Multilingual and code-switching ASR challenges for low resource Indian
languages
- URL: http://arxiv.org/abs/2104.00235v1
- Date: Thu, 1 Apr 2021 03:37:01 GMT
- Title: Multilingual and code-switching ASR challenges for low resource Indian
languages
- Authors: Anuj Diwan, Rakesh Vaideeswaran, Sanket Shah, Ankita Singh, Srinivasa
Raghavan, Shreya Khare, Vinit Unni, Saurabh Vyas, Akash Rajpuria, Chiranjeevi
Yarra, Ashish Mittal, Prasanta Kumar Ghosh, Preethi Jyothi, Kalika Bali,
Vivek Seshadri, Sunayana Sitaram, Samarth Bharadwaj, Jai Nanavati, Raoul
Nanavati, Karthik Sankaranarayanan, Tejaswi Seeram and Basil Abraham
- Abstract summary: We focus on building multilingual and code-switching ASR systems through two different subtasks related to a total of seven Indian languages.
We provide a total of 600 hours of transcribed speech data, comprising train and test sets, in these languages.
We also provide a baseline recipe for both the tasks with a WER of 30.73% and 32.45% on the test sets of multilingual and code-switching subtasks, respectively.
- Score: 59.2906853285309
- License: http://creativecommons.org/licenses/by/4.0/
- Abstract: Recently, there is increasing interest in multilingual automatic speech
recognition (ASR) where a speech recognition system caters to multiple low
resource languages by taking advantage of low amounts of labeled corpora in
multiple languages. With multilingualism becoming common in today's world,
there has been increasing interest in code-switching ASR as well. In
code-switching, multiple languages are freely interchanged within a single
sentence or between sentences. The success of low-resource multilingual and
code-switching ASR often depends on the variety of languages in terms of their
acoustics, linguistic characteristics as well as the amount of data available
and how these are carefully considered in building the ASR system. In this
challenge, we would like to focus on building multilingual and code-switching
ASR systems through two different subtasks related to a total of seven Indian
languages, namely Hindi, Marathi, Odia, Tamil, Telugu, Gujarati and Bengali.

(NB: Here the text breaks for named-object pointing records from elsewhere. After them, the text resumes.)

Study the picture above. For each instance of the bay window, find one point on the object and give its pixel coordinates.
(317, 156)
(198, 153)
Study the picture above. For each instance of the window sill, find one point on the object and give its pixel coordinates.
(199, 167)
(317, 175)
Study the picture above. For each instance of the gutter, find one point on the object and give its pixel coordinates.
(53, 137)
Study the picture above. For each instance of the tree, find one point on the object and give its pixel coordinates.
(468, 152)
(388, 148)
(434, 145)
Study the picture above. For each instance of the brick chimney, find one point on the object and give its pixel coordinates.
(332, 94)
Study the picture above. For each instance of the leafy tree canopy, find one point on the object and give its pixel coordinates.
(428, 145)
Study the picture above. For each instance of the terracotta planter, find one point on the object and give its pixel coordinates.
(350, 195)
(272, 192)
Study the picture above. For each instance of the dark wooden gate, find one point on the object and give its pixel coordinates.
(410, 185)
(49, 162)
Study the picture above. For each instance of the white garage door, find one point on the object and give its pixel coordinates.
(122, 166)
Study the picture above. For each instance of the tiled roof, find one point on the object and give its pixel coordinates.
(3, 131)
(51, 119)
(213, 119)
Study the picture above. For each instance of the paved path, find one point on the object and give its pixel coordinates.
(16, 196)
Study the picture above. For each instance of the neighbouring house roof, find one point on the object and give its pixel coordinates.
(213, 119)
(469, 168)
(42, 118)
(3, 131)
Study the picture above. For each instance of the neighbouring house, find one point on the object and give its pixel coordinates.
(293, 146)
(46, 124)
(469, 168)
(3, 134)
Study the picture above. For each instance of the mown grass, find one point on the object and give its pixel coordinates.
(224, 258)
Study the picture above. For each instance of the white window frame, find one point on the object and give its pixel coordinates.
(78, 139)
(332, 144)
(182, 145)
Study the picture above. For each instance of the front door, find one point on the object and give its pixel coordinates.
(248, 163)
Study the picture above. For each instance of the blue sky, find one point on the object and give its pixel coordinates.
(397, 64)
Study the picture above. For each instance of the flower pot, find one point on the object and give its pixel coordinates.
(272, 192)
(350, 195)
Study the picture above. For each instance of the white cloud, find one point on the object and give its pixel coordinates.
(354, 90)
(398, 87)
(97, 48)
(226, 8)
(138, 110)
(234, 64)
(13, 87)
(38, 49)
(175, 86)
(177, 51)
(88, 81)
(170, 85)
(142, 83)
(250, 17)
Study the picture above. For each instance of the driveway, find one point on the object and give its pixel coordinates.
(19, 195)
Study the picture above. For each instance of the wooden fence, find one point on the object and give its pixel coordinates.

For this purpose, we provide a total of ~600 hours of transcribed speech data,
comprising train and test sets, in these languages including two code-switched
language pairs, Hindi-English and Bengali-English. We also provide a baseline
recipe for both the tasks with a WER of 30.73% and 32.45% on the test sets of
multilingual and code-switching subtasks, respectively.